Шопен питал к искусству, в его более современных, более простых, менее экстатических формах, уважение, культ первых мастеров средневековья. Как и для тех, искусство было для него прекрасным, священным призванием. Гордый, как они, этим призванием, он служил ему с трогательным благоговением. Это чувство проявилось в час его кончины в одной подробности, весь смысл которой может нам раскрыться лишь в нравах Польши. Там можно было часто встретить обычай, теперь мало распространенный, однако и посейчас еще существующий – запасать задолго до смерти желаемую погребальную одежду.[133] Они таким образом в последний раз выражали или выдавали свои излюбленные, интимнейшие мысли. Светские люди часто выбирали себе монашеское платье; предпочитали или отвергали мундир своей службы, сообразно своим славным воспоминаниям или огорчениям, с нею связанным. Шопен, очень редко – сравнительно с другими первоклассными артистами современности – выступавший в концертах, выразил желание, чтобы его положили в могилу в одежде, которую он одевал обычно в этих случаях. Естественное и глубокое чувство, вытекающее из неиссякаемого источника энтузиазма к своему искусству, подсказало, без сомнения, это последнее завещание, когда он, благочестиво выполняя последний долг христианина, оставлял все то на земле, чего не мог захватить на небеса. Задолго до приближения смерти он обессмертил свою любовь и свою веру в искусство. Он хотел, по обычаю, лишний раз засвидетельствовать немым символом в момент, когда ляжет в гроб, тот энтузиазм, который он хранил в чистоте в течение всей своей жизни.
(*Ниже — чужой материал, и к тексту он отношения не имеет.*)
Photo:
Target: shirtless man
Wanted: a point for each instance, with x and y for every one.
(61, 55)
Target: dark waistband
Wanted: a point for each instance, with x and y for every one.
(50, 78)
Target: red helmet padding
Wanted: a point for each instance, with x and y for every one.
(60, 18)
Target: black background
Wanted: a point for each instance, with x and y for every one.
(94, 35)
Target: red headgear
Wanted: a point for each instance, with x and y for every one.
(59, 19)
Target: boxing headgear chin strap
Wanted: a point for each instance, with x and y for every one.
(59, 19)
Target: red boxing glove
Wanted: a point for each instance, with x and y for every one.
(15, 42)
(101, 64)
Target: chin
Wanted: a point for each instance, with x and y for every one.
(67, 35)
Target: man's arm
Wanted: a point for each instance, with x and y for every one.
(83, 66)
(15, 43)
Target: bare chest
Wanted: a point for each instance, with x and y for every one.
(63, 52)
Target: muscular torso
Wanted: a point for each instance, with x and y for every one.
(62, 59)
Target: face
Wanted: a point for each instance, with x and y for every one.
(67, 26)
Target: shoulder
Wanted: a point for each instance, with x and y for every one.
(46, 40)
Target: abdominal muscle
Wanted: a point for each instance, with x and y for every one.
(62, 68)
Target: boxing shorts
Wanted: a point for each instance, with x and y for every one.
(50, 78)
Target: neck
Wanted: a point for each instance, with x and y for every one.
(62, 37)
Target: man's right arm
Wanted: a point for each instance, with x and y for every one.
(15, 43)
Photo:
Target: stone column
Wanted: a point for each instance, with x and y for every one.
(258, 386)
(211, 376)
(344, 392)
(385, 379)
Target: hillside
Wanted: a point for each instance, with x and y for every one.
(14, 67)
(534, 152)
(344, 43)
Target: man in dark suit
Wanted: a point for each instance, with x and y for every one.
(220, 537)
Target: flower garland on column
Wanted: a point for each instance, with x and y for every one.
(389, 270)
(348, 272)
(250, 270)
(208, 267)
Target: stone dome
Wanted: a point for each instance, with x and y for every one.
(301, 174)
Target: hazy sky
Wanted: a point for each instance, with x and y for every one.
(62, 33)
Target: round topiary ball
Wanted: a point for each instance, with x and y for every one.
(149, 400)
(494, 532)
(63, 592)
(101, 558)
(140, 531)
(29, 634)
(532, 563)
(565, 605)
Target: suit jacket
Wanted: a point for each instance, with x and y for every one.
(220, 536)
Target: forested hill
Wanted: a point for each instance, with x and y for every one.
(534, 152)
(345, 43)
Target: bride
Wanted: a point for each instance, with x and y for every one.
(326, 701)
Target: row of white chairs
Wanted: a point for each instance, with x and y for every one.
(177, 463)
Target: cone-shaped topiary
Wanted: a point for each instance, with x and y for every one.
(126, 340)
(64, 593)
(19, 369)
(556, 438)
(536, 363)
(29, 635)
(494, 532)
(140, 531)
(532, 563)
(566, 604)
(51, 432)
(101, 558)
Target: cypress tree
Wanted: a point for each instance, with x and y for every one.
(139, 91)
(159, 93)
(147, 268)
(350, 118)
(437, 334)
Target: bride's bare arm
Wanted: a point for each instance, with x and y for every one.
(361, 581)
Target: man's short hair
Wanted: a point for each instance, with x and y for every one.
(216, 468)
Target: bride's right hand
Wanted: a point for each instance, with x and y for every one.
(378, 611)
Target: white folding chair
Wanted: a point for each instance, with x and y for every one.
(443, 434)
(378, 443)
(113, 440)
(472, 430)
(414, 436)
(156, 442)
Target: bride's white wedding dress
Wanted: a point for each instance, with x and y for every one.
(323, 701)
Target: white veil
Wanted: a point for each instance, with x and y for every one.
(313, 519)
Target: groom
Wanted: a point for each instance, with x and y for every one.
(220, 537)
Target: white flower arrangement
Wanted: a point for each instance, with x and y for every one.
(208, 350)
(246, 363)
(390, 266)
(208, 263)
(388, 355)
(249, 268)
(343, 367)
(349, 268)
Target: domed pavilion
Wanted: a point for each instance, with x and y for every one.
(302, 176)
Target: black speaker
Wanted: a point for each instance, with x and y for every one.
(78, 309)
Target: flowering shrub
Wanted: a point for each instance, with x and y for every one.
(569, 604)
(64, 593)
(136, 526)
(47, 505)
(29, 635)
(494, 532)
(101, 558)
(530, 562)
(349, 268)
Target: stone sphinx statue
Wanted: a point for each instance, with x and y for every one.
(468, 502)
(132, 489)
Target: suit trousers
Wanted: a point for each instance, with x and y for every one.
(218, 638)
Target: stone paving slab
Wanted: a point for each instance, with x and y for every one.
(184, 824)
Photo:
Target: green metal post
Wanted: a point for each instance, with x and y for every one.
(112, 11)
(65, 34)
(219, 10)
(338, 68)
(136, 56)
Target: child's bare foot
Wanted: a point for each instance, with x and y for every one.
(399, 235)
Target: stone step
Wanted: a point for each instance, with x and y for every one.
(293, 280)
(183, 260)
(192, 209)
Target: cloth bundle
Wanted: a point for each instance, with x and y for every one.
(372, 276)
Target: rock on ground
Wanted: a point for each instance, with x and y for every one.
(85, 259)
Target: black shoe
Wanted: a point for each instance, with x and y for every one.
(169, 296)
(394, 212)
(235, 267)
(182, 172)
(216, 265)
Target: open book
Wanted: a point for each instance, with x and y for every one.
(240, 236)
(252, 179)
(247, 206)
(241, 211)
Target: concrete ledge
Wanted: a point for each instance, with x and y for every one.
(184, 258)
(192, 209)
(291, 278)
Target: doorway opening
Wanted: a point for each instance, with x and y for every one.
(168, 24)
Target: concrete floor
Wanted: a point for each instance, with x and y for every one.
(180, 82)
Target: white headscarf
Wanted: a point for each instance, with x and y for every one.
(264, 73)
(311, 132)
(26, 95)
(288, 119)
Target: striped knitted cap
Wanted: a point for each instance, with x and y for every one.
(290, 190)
Он умер верным самому себе, обожая в искусстве его мистическое величие и самые мистические откровения.
Уклоняясь, как мы уже говорили, от бурного водоворота общественной жизни, Шопен перенес свои заботы и привязанности в круг семьи, знакомств молодости, соотечественников. Он беспрерывно поддерживал с ними частые сношения и уделял им большое внимание. Особенно любил он сестру Людвику; некоторое сходство натур, склада ума и направление чувств сближало их еще сильнее. Она совершила несколько путешествий из Варшавы в Париж, навещая его, прожила в Париже три последних месяца жизни своего брата и окружала его нежными заботами.
Его отношения с родными были исполнены чарующей прелести. Не довольствуясь оживленной перепиской с ними, Шопен пользовался своим пребыванием в Париже, чтобы раздобывать им множество подарков – новинок, безделушек, необычайно миниатюрных, необычайно красивых, обладавших прелестью новизны. Выискивал все, что, по его мнению, могло бы доставить удовольствие в Варшаве, и постоянно посылал туда новые безделушки, украшения или игрушки. Он непременно хотел, чтобы эти вещицы, как бы пустячны, незначительны они ни были, хранились всегда на глазах у тех, кому посылались. Со своей стороны, он очень дорожил всяким проявлением любви со стороны родных. Для неге было праздником получать от них письма, памятки; он ни с кем не делился этим, но всякий мог это почувствовать по тем заботам, какими он окружал полученные от них вещицы. Малейшие из них были для него драгоценны, и он не только не позволял другим пользоваться ими, но, видимо, ему даже было неприятно, если их трогали.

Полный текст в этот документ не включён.